Ma première priorité est de maîtriser mes sautes d’humeur. Mon motto ? Moins les épisodes sont fréquents et intenses (manie, hypomanie, dépression), plus mon système nerveux est protégé et plus ma vie est stable.

L’outil le plus fiable n’est pas un médicament, c’est mon observation quotidienne formalisée dans un journal ou une application de suivi d’humeur.

Dans mon journal de bord, je suis les paramètres suivants, notés de 1 à 10 :

  • Humeur générale : (1 = très dépressif, 10 = très euphorique/manique).
  • Sommeil : Heure de coucher, heure de lever, qualité (nombre d’heures réelles).
  • Niveau d’énergie / Activité : (Exemples : a écrit 10 pages, n’est pas sorti du lit).
  • Stress / Relations : (Exemples : Discute avec un ami, Irritable).

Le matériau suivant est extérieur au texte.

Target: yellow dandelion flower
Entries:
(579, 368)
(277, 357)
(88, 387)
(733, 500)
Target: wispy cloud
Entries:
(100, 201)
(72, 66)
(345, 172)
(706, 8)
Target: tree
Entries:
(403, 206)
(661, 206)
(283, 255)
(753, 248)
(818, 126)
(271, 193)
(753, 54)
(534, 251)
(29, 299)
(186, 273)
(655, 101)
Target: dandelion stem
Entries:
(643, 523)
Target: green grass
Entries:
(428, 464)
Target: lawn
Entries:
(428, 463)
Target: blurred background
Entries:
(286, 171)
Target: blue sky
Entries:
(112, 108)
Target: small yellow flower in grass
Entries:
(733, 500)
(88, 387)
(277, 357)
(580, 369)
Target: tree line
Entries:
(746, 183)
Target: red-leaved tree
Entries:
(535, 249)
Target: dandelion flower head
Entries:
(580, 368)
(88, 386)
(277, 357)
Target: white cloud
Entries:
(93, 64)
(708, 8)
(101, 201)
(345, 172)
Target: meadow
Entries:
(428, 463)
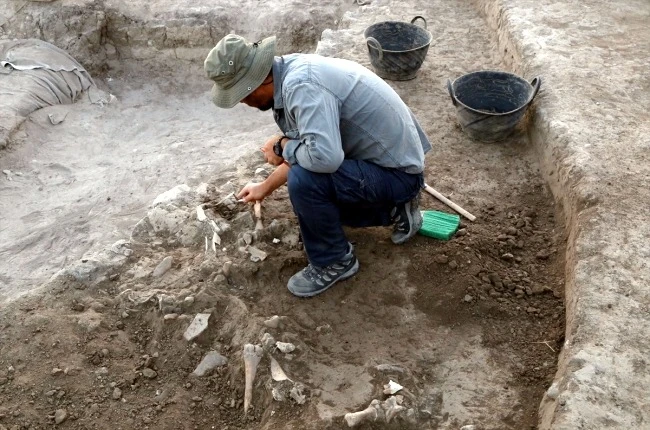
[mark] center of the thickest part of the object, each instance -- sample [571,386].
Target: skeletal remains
[376,411]
[252,357]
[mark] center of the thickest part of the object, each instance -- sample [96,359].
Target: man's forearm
[277,178]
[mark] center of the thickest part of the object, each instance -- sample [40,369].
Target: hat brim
[259,70]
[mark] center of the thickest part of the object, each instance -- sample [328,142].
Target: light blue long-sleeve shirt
[336,109]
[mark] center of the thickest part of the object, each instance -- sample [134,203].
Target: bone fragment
[252,356]
[200,213]
[392,387]
[258,215]
[256,254]
[392,407]
[371,413]
[285,348]
[268,342]
[277,373]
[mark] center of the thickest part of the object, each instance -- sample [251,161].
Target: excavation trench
[471,328]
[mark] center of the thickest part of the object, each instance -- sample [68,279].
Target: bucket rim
[365,35]
[530,99]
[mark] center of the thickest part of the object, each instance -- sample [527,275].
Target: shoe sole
[350,273]
[414,229]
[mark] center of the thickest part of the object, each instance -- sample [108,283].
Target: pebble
[273,322]
[211,361]
[117,394]
[60,415]
[441,259]
[149,373]
[163,267]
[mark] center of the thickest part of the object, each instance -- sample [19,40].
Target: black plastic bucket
[397,49]
[489,104]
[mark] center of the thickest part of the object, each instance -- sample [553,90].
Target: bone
[257,207]
[370,414]
[252,356]
[277,373]
[200,213]
[392,407]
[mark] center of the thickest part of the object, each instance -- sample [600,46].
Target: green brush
[439,225]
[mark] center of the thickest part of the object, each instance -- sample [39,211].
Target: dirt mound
[105,345]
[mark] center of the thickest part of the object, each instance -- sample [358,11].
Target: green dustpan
[439,225]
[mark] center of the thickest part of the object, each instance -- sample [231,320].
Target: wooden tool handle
[449,203]
[258,209]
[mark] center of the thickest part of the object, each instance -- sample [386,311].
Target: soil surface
[471,328]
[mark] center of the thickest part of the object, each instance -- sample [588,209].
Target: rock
[211,361]
[226,268]
[179,195]
[285,348]
[441,259]
[60,415]
[149,373]
[553,391]
[273,322]
[163,267]
[117,394]
[256,254]
[297,395]
[198,326]
[291,239]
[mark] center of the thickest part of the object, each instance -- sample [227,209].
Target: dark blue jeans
[358,194]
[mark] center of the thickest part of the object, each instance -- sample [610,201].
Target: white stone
[211,361]
[163,267]
[198,326]
[285,347]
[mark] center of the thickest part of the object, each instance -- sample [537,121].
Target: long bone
[372,413]
[252,356]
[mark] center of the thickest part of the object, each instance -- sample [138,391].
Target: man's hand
[253,192]
[269,155]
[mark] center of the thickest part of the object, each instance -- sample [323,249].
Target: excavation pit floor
[471,328]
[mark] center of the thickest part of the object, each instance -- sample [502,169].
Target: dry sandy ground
[471,327]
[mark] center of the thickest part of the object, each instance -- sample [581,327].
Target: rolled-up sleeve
[318,147]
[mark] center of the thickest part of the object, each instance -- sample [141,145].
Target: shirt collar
[278,73]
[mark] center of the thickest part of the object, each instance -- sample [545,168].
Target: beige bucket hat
[238,67]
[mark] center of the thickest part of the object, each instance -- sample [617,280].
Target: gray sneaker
[408,221]
[313,280]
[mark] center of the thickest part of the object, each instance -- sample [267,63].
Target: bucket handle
[374,43]
[536,83]
[423,20]
[450,88]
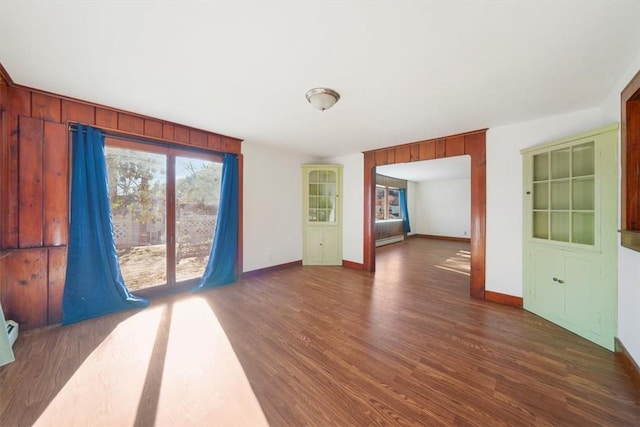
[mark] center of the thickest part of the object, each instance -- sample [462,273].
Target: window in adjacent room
[387,203]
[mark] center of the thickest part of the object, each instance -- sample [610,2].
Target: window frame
[387,205]
[171,152]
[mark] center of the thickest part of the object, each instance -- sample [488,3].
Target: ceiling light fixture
[322,98]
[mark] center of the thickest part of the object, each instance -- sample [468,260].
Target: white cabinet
[322,214]
[570,233]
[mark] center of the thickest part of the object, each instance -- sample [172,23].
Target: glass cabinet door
[322,196]
[564,194]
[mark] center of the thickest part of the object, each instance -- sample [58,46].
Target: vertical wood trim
[30,179]
[26,287]
[56,184]
[369,245]
[57,265]
[630,365]
[475,146]
[630,162]
[239,255]
[19,103]
[4,170]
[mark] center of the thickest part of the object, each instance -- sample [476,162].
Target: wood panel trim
[630,163]
[111,110]
[436,237]
[503,299]
[4,75]
[630,365]
[352,265]
[260,271]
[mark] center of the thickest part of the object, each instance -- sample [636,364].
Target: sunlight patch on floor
[203,382]
[102,372]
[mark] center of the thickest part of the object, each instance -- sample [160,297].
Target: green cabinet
[6,352]
[322,214]
[570,233]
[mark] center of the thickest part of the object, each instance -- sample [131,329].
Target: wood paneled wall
[470,143]
[34,189]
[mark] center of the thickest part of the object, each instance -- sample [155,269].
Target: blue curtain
[94,285]
[406,227]
[222,259]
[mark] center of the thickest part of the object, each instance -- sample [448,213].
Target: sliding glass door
[164,205]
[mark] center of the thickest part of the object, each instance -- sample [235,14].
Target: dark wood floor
[324,346]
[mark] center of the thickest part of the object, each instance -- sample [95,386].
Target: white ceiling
[406,70]
[430,170]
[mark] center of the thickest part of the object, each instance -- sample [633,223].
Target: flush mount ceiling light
[322,98]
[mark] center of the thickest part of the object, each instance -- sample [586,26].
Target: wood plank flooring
[321,346]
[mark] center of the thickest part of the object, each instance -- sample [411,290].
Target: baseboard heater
[389,240]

Ce journal me permet de repérer les schémas qui précèdent l’épisode, mes véritables « Drapeaux Rouges » :

Vers le Haut (Manie/Hypomanie)Vers le Bas (Dépression)
Le sommeil diminue (passer de 7h à 4h de sommeil sans fatigue).Le corps est lourd (augmentation du sommeil ou sommeil très fragmenté).
Augmentation soudaine des projets/loisirs ou des dépenses impulsives.Difficulté à initier l’action (laisser la vaisselle ou les poubelles s’accumuler).
Irritabilité ou impatience extrême (couper la parole, s’énerver pour un rien).Retrait social (ignorer les appels ou annuler les rendez-vous).
Parole rapide et abondante (mon entourage le remarque).Sentiment de culpabilité, d’échec ou d’inutilité.
Augmentation des comportements risqués (alcool, jeux).Perte d’intérêt ou de plaisir (même pour les activités ou nourritures préférées).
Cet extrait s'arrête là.